Sustained real GDP growth of over 6% since FY91 has led to a fundamental transformation of Indias economy. Today, India is the worlds seventh largest economy in real terms, backed by strong demand, positive consumption pattern and rising disposable income. In PPP terms, the economy is expected to be among the top five global economies by 2020.

Industry Structure and developments:

Wind energy accounts for 10% of the overall installed power capacity in India and 47% of renewable energy capacity in the country. The ever increasing demand for energy in India, can no longer be met through traditional energy sources alone. Renewable energy must be a major part of the solution because it can meet the demand in a cost–effective and sustainable manner. With policy stability, availability of land and grid infrastructure and timely payments by utilities, governments target of 175 GW of renewable energy by 2022 can be achieved. There should be enabling policies to ensure utilization of 10 GW wind turbine manufacturing capacity available in the country today, which will lead to job creation and overall socio-economic development in a sustainable way.


At the end of F.Y. 2018-19 the total capacity of wind mills stood at 33.15 MW located in Tamil Nadu (28.50 MW), Maharashtra (3.00 MW) and Gu-jarat (1.65 MW). Energy generated from the wind mills were sold to the respective state level distribution companies. There is no change in the capacity during the year under consideration. Total energy generated during the year under review was 41.03 million units as against 46.66 million units in the previous year yielding revenue of Rs. 1387.66 lakhs against Rs. 1565.07 lakhs in the previous year.

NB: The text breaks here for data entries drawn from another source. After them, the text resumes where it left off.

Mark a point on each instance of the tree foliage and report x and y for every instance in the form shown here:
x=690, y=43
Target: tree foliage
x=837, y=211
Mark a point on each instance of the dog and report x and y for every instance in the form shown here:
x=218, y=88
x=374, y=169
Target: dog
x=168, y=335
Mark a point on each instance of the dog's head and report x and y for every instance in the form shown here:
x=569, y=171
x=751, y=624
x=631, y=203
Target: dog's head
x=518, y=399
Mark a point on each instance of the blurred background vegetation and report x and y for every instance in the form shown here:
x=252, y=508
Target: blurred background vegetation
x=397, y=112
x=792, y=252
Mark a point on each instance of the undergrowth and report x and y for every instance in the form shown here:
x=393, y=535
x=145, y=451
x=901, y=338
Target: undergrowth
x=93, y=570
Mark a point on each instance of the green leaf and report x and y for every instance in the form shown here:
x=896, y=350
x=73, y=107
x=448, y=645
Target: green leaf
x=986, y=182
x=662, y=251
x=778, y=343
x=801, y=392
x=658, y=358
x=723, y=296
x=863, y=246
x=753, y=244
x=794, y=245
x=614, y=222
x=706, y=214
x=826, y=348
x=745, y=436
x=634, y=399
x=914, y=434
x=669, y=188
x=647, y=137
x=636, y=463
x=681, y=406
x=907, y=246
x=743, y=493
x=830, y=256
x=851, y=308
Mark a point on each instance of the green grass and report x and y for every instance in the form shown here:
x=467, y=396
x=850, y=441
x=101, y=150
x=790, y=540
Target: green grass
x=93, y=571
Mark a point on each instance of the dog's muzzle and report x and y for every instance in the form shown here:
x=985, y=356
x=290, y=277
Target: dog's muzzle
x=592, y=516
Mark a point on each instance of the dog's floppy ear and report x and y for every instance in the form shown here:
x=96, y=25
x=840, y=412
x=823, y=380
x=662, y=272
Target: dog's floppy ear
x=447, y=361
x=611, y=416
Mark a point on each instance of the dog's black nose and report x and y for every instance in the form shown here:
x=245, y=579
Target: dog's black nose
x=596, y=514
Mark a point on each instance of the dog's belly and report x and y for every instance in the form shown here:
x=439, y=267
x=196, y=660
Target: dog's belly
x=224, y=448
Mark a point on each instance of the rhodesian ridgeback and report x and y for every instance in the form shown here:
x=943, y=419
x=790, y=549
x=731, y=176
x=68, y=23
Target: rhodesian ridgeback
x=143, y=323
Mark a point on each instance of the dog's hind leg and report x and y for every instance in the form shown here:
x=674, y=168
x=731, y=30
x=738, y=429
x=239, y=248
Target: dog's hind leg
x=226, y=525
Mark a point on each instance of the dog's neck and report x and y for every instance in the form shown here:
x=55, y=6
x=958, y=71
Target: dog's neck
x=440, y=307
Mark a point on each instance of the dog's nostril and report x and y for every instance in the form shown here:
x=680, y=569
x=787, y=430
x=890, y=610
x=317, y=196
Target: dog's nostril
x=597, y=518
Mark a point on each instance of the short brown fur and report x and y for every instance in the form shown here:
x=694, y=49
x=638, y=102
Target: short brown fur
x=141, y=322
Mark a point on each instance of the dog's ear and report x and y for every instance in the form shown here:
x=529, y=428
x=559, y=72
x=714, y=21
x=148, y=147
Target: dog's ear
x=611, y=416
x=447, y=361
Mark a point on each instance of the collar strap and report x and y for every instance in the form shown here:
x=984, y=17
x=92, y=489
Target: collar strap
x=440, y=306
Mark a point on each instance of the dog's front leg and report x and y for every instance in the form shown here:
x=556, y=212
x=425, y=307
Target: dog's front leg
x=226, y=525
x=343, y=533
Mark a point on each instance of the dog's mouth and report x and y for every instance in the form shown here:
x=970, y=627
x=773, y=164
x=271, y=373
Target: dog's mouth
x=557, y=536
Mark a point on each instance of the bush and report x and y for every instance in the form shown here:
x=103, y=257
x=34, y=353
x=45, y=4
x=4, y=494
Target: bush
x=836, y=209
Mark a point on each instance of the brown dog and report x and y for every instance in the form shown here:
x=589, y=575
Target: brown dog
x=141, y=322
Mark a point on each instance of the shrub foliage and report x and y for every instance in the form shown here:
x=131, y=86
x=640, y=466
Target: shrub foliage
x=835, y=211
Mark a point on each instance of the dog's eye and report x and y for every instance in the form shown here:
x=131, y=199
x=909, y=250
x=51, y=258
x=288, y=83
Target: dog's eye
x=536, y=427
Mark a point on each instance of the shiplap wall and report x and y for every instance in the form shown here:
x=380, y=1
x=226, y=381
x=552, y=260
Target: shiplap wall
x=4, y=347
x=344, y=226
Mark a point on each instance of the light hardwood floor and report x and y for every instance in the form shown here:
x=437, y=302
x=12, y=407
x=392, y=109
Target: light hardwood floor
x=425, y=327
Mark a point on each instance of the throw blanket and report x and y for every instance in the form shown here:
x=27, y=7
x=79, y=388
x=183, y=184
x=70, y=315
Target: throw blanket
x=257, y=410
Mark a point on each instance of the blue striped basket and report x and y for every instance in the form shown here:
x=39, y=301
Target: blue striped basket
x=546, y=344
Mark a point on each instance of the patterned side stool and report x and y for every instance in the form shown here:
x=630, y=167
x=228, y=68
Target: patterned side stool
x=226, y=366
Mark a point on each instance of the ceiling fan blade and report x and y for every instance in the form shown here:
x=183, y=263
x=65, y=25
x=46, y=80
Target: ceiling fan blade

There was reduction in generation of electricity through wind mills mainly on account of lower wind speed and non-operation of wind mill of 3 MW during major part of the year. However, performance of trading in Agricultural Commodities is based on monsoon season of the country.


During the last five years, the wind energy capacity in India has grown at compound annual growth rate (CAGR) of 11% whereas the overall renewable capacity grew at CAGR of 16%. Overall, the outlook for wind energy segment looks positive given the Governments push for achieving 175 GW (2022) renewable energy capacity (to meet increasing power demand) by auctioning 10 GW of bids annually.

Risk and Concerns:

The future performance of company entirely depends upon wind pattern and availability of grid from State Electricity Board during wind season.